Despite the terrible bloating of the SQL... it works as long as no
consanguinity will be encountered, else the SQL runs in an endless loop.
I tryed to apply the trick with "path and cycle" from the "Postgresql 8.4
Documentation"

<cite>
whether we have reached the same row again while following a particular path
of links. We add two
columns path and cycle to the loop-prone query:

WITH RECURSIVE search_graph(id, link, data, depth, path, cycle) AS (    SELECT g.id, g.link, g.data, 1,
ARRAY[g.id],false   FROM graph gUNION ALL    SELECT g.id, g.link, g.data, sg.depth + 1, path || g.id, g.id = ANY(path)
 FROM graph g, search_graph sg    WHERE g.id = sg.link AND NOT cycle
 
)
SELECT * FROM search_graph;
</cite>

However it doesn't works like this:
<cite>
WITH RECURSIVE person (id,name,father_id,mother_id,level,path,cycle) AS (    SELECT f.id, f.name, f.father_id,
f.mother_id,0, ARRAY[f.id], false    FROM pedigree f
 
</cite>
I get:
<cite>
ERROR:  could not implement recursive UNION
DETAIL:  All column datatypes must be hashable.
********** Error **********
ERROR: could not implement recursive UNION
SQL state: 0A000
Detail: All column datatypes must be hashable.
</cite>
It works without the ARRAY...

I would very appreciate any help, then I couldn't find anything on the net
about "All column datatypes must be hashable", excepting the postgresql
sources...

Thanks
rawi
-- 
View this message in context:
http://www.nabble.com/WITH-RECURSIVE%3A-ARRAY-id--All-column-datatypes-must-be-hashable-tp25167538p25167538.html
Sent from the PostgreSQL - sql mailing list archive at Nabble.com.



me again...

I figured it out...

The Error was caused because I used UNION in place of UNION ALL.
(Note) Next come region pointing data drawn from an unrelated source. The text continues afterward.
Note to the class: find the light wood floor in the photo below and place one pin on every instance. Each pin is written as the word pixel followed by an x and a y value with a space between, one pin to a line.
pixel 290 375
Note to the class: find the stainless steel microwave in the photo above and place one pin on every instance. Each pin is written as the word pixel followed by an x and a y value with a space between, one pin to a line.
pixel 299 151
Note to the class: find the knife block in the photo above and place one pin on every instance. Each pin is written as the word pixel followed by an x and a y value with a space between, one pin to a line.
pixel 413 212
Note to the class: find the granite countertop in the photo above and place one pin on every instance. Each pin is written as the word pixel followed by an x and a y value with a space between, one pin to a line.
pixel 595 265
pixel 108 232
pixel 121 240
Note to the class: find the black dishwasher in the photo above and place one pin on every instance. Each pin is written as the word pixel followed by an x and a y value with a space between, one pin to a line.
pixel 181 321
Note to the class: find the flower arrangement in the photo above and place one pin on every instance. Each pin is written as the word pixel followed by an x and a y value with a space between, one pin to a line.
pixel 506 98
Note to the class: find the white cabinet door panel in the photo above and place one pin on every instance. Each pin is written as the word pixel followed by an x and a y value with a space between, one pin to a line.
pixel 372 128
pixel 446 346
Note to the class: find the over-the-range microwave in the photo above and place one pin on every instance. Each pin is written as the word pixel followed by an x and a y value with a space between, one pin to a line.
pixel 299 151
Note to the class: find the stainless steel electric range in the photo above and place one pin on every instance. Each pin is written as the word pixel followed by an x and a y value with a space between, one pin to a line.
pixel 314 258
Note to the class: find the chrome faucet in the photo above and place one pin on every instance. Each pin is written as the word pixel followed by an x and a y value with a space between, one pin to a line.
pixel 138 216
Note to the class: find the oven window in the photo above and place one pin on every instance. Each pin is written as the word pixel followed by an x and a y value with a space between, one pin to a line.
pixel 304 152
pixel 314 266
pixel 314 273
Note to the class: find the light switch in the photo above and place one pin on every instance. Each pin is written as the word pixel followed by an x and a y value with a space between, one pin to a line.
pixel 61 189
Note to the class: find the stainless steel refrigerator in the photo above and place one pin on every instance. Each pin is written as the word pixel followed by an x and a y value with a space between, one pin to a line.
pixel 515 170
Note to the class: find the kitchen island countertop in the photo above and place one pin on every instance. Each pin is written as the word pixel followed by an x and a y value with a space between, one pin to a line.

I still don't understand why the ARRAY (path) could not be grouped...

Bye
rawi
-- 
View this message in context:
http://www.nabble.com/WITH-RECURSIVE%3A-ARRAY-id--All-column-datatypes-must-be-hashable-tp25167538p25168751.html
Sent from the PostgreSQL - sql mailing list archive at Nabble.com.



rawi <only4com@web.de> writes:
> The Error was caused because I used UNION in place of UNION ALL.

> I still don't understand why the ARRAY (path) could not be grouped...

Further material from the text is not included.